日本大百科全書(ニッポニカ) 「バランス断面図」の意味・わかりやすい解説

バランス断面図
ばらんすだんめんず
balanced cross section

地質断面図の一種で、地質構造解析などに用いられる。褶曲(しゅうきょく)や断層など地質の変形を考慮し、変形する前の状態に復原(褶曲を元の平らな地層に戻したり、断層がずれる前の状態に戻す)するとき、地層が元々の積み重なった状態に過不足なく復原できるように考えられた断面図のこと。断層・褶曲などの変形後と変形前の地層が同じ量で、天秤(てんびん)balanceで計ったように釣り合っている(バランスしている)ということから「バランス断面図」の名がある。バランス断面図作成法は、北アメリカのコルディエラ造山帯での石油探査の際に開発され、幾何学的な制約が原因で生じる断層折れ曲がり褶曲や、デュープレックスの認定などで、その有効性が確かめられた。

 バランス断面図は、断層の走向や褶曲軸に直交した方向でつくられ、地層の移動は断面図内だけに限られることと、地層の膨張収縮はないこと、褶曲は平行褶曲であること、を仮定してつくられる。
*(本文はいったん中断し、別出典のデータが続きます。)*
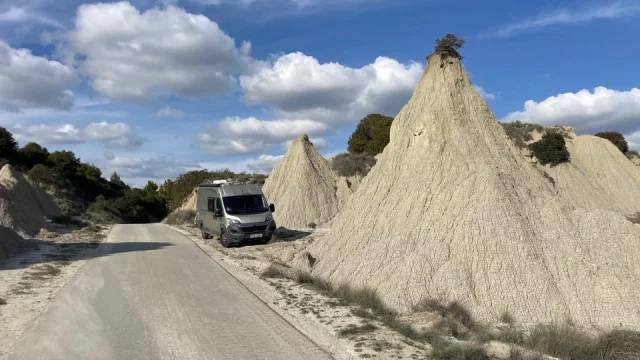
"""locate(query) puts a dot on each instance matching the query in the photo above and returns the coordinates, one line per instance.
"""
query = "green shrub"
(551, 149)
(371, 135)
(42, 174)
(449, 46)
(616, 138)
(357, 330)
(351, 164)
(459, 352)
(520, 132)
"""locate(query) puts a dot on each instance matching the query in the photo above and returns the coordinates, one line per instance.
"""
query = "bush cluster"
(371, 135)
(106, 199)
(520, 132)
(353, 164)
(551, 149)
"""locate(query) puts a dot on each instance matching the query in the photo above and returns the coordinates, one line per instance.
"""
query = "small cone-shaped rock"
(598, 176)
(302, 186)
(453, 211)
(24, 206)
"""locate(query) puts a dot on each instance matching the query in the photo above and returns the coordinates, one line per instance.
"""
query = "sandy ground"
(30, 281)
(317, 316)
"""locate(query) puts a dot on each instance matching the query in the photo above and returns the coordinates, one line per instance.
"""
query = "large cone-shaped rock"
(598, 176)
(453, 211)
(303, 187)
(24, 206)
作成の際には、線長バランス、面積バランスなどのプロセスを経てつくられる。線長バランスの際にはキルビメーター曲線計)を使って変形前と変形後の地層の長さが一定であることを確認し、面積バランスの際にはプラニメーターを使って変形の前後の地層の厚さ(断面図内では面積)が一定であることを確認する。以前は手作業でこのチェックを行っていたが、現在では、コンピュータを利用してチェックすることができる。バランスをチェックする作業では、断層・褶曲を合理的な動きで復原できることも十分検討されなければならない。バランスしていない断面図は断層・褶曲を復原できないため、かならず誤りが存在することになる。バランス断面図は、正しい可能性のある断面図の一つに過ぎず、真実を表しているとは限らないことに注意する必要がある。また、本来、適用してはいけない地質条件のところでバランス断面図がつくられている場合もある。たとえば、変成岩地帯では、地層の収縮があったり、平行褶曲ができる条件ではないのに、バランス断面図がつくられていることがある。

 バランス断面図は、ヨーロッパのカレドニア造山帯の衝上断層帯などの地質構造解析に用いられ、地層が結果として水平方向にどの程度短縮したかが議論されている。また、イギリス北海油田のように正断層が卓越して結果的に地層が横方向に伸びた地帯でも用いられ、石油探査の役に立っている。